Calibration Guide

Endgame provides a comprehensive calibration module covering conformal prediction, Venn-ABERS calibration, and classical probability calibration methods. All classes follow the sklearn interface (fit, predict, predict_proba).

Conformal Prediction (Classification)

ConformalClassifier wraps any classifier to produce prediction sets that contain the true label with at least 1 - alpha marginal coverage. No distributional assumptions are required beyond exchangeability.

from endgame.calibration import ConformalClassifier
from endgame.models import LGBMWrapper
from sklearn.model_selection import train_test_split

X_train, X_cal, y_train, y_cal = train_test_split(
    X, y, test_size=0.2, random_state=42
)

base = LGBMWrapper(preset='endgame')
base.fit(X_train, y_train)

cc = ConformalClassifier(
    estimator=base,
    alpha=0.1,          # target miscoverage rate; 90% coverage guaranteed
    method='lac',       # 'lac' (softmax-based) or 'aps' (adaptive prediction sets)
)

cc.fit(X_cal, y_cal)   # calibrate on hold-out set

# Returns a list of sets, one per test point
prediction_sets = cc.predict(X_test)
for i, pset in enumerate(prediction_sets[:5]):
    print(f"Sample {i}: possible classes = {pset}")

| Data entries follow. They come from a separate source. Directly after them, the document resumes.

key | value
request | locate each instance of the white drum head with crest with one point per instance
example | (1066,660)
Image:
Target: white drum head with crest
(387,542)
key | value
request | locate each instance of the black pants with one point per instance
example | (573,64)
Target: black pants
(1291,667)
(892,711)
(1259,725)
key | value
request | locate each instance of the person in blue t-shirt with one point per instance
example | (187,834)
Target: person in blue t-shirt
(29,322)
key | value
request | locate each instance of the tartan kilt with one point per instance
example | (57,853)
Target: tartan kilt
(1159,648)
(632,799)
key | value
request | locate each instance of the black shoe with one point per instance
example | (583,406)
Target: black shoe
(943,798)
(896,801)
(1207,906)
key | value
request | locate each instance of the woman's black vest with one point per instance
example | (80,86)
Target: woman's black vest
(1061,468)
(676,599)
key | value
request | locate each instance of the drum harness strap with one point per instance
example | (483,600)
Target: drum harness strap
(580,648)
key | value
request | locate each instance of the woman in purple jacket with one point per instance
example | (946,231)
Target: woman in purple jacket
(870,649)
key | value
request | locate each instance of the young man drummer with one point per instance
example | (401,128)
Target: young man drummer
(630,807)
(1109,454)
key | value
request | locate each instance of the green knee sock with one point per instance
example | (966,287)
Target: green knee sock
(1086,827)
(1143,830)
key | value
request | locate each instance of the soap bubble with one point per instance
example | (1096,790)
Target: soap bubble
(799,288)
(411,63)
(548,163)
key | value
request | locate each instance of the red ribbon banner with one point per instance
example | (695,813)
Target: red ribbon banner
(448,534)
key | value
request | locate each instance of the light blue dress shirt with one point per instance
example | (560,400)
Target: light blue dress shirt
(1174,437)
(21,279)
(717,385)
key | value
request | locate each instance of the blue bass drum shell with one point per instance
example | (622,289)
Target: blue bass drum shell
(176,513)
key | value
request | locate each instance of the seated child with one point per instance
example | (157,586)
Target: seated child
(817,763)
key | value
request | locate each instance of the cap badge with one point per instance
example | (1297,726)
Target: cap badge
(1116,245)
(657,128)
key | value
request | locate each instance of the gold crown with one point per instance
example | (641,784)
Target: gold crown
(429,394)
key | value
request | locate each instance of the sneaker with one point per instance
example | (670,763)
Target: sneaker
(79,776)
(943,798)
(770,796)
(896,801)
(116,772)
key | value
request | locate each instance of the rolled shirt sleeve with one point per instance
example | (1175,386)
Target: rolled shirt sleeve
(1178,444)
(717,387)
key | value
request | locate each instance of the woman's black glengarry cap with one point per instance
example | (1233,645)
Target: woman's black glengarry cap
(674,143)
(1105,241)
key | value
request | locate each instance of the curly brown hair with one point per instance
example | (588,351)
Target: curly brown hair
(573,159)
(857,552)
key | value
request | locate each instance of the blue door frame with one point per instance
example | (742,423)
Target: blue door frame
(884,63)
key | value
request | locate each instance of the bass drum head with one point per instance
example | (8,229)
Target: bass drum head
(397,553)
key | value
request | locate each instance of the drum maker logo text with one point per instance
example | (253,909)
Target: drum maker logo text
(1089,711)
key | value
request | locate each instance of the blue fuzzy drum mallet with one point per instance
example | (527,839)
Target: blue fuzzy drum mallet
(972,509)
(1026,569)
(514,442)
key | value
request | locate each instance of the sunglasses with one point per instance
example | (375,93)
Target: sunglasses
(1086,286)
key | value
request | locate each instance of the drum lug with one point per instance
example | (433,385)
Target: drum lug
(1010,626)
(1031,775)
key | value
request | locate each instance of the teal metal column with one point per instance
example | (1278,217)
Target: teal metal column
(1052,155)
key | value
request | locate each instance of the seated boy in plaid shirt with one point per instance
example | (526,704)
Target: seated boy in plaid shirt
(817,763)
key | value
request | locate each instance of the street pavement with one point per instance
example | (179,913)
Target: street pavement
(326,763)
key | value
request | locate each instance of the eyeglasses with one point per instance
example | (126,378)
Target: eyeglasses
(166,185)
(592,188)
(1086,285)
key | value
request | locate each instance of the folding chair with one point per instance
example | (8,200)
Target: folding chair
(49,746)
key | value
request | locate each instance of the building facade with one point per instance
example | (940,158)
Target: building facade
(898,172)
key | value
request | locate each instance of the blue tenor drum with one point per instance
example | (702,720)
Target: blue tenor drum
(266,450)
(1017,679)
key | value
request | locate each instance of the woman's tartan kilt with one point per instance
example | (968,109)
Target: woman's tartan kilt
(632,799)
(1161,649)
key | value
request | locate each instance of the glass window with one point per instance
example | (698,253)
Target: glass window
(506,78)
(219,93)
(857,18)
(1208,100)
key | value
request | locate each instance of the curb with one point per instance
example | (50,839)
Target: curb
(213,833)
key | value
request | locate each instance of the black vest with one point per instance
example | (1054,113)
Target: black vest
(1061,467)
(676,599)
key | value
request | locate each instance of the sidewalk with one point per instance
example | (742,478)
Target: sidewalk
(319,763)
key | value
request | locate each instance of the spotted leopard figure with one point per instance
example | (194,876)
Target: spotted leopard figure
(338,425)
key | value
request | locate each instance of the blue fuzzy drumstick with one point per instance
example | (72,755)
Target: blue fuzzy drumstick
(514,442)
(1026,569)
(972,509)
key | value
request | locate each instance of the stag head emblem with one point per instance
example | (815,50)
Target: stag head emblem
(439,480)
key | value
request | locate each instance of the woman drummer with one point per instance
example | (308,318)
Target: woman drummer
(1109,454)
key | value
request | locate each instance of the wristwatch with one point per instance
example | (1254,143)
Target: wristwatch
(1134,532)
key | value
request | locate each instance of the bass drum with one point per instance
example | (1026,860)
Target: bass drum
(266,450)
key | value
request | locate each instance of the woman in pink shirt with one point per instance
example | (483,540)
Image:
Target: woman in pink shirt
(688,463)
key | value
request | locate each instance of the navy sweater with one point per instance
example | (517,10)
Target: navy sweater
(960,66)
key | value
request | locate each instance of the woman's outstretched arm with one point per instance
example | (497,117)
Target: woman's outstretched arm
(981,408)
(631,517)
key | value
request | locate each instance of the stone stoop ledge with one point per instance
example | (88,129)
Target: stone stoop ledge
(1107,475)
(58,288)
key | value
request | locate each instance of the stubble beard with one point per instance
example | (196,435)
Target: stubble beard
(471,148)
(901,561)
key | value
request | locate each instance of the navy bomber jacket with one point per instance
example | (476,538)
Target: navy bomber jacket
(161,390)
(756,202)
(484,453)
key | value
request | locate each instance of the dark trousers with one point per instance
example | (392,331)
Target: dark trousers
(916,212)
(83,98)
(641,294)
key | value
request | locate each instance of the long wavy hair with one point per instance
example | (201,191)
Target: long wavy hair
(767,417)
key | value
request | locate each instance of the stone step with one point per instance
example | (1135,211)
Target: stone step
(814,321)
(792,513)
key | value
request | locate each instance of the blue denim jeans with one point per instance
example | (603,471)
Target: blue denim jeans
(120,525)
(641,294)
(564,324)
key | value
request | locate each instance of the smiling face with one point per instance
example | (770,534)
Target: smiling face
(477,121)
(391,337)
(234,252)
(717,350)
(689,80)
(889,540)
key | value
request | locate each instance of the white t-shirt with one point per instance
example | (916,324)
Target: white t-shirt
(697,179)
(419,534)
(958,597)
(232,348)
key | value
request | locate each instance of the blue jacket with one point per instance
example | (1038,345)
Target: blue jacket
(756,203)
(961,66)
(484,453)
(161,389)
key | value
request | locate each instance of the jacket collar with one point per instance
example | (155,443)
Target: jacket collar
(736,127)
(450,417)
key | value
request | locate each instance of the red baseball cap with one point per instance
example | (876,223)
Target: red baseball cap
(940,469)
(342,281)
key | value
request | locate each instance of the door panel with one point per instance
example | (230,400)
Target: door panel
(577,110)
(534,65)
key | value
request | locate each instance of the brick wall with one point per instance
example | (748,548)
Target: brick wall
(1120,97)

# Standard hard prediction uses the singleton with highest score
preds = cc.predict(X_test)

# Empirical coverage on a labelled evaluation set
cov = cc.coverage_score(X_eval, y_eval)
print(f"Empirical coverage: {cov:.3f}")  # should be >= 0.90

The 'aps' score (Adaptive Prediction Sets) produces smaller, class-conditional sets at the cost of slightly weaker marginal guarantees. Use 'lac' (Least Ambiguous Classifier) for standard coverage.

Conformal Prediction (Regression)

ConformalRegressor produces prediction intervals with guaranteed marginal coverage. The width of intervals adapts automatically to the local difficulty of each test point when a difficulty estimator is provided.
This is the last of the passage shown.